CMO Close-Up: How are you positioning the brand?
Cox: We just did a rebranding about six months ago. There has been a declining interest in traditional databases and older types of database technologies. The database wars are over. It's no longer about keeping data in a database but having data in a high-performance environment to analyze it. We renamed our company for that reason—taking action on big data. Everyone is using iPads and smartphones now. In order to deliver to all of these devices, you have to have the right systems running on your site. We work with a lot of Internet-based companies that need to deliver information to their clients, need high-performance systems and a whole different type of horsepower.
CMO Close-Up: What types of marketing programs are you developing?
Cox: We are doing a lot in the social media venue—not just doing a bunch of tweeting and blogging, but looking at who are the influencers and customers we want to go after in the industries we're serving and engaging those people. We're doing it through analyzing reach and activity in social media—analyzing how many people [influencers] are reaching, the scale of the audience, topics they're covering and how they're aligned with other vendors. We analyze content, identify multipliers in the marketplace—who's influencing whom—then we develop a target list. We meet with these people, brief them and help them understand what our successes are, and then they become a voice for us in the marketplace. On the analyst side, these guys have become media channels themselves. They do webcasts, webinars, write research papers and promote them. The mass scale of the traditional publishing model and the individual word-of-mouth opinions of analysts are coming together. So we've been looking at how we can engage with this audience. We are not a big company—it's not like I have a huge marketing budget.
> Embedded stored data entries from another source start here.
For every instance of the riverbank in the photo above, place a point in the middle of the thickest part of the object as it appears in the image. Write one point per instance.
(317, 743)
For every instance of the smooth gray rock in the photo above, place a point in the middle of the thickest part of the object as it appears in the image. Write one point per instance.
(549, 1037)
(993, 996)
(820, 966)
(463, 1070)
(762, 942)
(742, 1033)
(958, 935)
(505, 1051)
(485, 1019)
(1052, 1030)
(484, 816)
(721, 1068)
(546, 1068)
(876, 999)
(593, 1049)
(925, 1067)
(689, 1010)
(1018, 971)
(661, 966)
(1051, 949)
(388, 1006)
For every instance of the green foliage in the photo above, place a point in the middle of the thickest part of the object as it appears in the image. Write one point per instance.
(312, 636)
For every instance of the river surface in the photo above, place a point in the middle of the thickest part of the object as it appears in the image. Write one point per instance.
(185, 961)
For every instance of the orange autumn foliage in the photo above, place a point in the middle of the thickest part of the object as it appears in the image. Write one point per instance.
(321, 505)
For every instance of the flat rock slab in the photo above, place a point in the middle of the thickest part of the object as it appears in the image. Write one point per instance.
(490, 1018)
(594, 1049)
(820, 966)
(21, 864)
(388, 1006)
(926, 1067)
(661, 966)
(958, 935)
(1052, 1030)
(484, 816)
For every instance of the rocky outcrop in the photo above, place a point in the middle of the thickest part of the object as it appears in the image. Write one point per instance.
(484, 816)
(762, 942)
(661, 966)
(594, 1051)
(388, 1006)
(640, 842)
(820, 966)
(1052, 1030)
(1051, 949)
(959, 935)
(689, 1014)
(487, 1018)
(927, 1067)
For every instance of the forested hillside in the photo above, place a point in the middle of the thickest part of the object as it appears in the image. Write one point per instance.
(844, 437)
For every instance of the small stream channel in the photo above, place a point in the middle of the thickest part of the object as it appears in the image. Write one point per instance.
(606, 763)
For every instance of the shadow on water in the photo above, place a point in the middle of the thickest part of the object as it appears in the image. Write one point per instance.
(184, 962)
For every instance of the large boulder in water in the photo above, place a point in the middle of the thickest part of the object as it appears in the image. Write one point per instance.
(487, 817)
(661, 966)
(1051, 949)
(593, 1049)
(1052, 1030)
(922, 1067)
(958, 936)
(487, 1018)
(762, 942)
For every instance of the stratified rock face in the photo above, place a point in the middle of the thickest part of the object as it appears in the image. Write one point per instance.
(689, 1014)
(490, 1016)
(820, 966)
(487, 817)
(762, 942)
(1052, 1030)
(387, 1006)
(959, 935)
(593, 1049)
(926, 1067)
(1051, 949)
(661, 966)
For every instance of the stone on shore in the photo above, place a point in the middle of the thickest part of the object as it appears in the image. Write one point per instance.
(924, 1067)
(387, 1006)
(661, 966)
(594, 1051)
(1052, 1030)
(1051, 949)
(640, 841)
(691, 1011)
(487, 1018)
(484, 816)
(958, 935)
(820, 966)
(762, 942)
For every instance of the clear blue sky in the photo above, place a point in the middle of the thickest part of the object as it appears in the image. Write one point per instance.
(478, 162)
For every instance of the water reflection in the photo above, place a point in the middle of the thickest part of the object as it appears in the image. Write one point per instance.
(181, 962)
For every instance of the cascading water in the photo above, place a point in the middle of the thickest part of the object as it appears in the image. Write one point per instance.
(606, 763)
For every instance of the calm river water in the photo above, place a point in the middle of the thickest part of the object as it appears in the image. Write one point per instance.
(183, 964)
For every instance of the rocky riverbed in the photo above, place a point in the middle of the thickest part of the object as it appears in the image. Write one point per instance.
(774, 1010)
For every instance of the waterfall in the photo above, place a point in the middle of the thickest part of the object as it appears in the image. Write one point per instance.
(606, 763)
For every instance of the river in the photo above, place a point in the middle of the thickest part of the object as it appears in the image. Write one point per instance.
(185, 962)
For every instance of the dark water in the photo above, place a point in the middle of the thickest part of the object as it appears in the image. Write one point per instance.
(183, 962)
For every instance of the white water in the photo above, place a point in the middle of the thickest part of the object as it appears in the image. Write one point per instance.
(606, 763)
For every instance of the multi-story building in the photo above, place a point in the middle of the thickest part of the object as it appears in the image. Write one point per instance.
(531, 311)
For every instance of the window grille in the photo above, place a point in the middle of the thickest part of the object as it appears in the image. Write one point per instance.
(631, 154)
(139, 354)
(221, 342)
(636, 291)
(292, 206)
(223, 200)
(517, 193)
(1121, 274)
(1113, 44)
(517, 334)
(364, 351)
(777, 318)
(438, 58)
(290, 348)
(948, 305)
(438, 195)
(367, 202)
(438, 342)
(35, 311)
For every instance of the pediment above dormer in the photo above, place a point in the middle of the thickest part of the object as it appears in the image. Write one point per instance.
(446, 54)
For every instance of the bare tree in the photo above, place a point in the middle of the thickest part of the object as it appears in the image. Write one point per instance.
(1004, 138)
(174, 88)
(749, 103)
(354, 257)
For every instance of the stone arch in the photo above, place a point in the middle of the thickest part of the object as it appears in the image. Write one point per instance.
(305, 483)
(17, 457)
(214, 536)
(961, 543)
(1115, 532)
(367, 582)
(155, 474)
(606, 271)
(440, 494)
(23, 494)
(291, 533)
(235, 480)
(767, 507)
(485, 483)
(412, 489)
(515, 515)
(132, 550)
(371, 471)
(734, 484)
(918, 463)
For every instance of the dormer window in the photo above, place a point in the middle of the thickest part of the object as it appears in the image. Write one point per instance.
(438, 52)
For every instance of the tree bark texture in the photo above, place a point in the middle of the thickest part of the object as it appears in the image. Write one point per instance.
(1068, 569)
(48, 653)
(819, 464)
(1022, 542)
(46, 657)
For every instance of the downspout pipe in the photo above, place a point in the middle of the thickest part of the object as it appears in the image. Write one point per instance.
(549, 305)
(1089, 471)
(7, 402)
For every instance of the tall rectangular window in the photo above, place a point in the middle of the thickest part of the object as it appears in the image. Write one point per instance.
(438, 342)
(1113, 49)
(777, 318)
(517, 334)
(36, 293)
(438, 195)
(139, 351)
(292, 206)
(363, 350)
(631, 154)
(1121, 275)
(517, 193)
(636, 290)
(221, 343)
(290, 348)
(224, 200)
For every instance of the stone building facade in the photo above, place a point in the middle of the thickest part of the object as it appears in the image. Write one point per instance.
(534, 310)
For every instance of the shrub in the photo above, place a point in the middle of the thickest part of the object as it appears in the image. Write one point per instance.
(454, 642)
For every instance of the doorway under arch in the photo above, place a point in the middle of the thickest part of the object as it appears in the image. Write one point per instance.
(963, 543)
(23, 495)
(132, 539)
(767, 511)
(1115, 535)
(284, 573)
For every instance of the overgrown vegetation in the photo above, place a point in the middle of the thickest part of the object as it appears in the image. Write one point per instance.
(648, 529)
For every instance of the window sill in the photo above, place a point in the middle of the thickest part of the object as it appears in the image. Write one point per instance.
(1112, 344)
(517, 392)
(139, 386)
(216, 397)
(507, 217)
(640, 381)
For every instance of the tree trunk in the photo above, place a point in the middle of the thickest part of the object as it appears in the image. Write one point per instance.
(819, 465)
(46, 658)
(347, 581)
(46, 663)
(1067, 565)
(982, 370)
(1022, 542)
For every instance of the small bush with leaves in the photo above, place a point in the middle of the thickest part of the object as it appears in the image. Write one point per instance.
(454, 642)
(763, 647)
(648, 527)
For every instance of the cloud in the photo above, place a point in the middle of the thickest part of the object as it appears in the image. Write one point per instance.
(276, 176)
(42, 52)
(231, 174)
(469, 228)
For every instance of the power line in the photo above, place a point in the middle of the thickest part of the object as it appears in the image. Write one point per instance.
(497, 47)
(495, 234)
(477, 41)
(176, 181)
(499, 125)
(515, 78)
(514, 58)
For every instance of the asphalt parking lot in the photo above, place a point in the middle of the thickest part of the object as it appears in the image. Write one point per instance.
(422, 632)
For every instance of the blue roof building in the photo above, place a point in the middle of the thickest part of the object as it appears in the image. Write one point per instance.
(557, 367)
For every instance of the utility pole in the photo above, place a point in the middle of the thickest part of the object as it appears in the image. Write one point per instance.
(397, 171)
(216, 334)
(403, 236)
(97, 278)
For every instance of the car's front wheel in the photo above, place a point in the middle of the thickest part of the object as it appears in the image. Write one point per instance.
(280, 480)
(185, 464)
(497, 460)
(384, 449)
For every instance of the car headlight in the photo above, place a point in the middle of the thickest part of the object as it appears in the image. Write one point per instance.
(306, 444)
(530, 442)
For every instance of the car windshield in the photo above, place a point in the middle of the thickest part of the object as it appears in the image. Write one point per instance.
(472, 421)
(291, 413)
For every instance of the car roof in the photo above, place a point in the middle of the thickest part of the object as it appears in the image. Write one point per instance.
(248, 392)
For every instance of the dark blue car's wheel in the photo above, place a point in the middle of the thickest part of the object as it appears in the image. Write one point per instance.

CMO Close-Up: How big is the company, in terms of people and your marketing department?
Cox: The whole company is 300 people, and the marketing department is seven people. At SAP, the marketing department was 1,600 people. I am loving it.
CMO Close-Up: What have been your marketing priorities in your first month on the job?
Cox: I started with the press schedule. I wanted to get into a more contemporary schedule rather than just sending press releases out. We are spending a lot of money on PR, but not in the traditional sense. We are integrating it more with social media. We are also rethinking our analyst relations as influencers. We will work with an influencer who will write something about us and write about it in different communities or write it as a story on our website; and we can drive traffic back there. It's like a press release, but more like an activity release. It's about creating a story on your own, almost like becoming a publisher.
CMO Close-Up: Can you share the results of any marketing campaigns?
Cox: One of our partners, Dell, did a performance benchmark test running our software on their hardware, and we set a new world record for performance. They wrote up a blog, and we really engaged our entire ecosystem and employee population to evangelize it. Over a two-week period, we reached over 108,000 people with 110 tweets, generated over 100,000 online brand conversations, and touched a potential audience of 1.88 million on LinkedIn. For measuring and monitoring, we're using Radian6 and Sysomos. For a small company that just rebranded itself six months ago and doesn't have a big budget, that is a great way to brand ourselves.
CMO Close-Up: What other types of marketing activities are you doing?
Cox: We're doing traditional technology events, content syndication and webinars to keep the pipeline going and to nurture leads. We are really investing in digital marketing with marketing automation and sales automation. We use Salesforce.com integrated with Eloqua. It's great for a company our size. You have the front end and the back end of the sales funnel.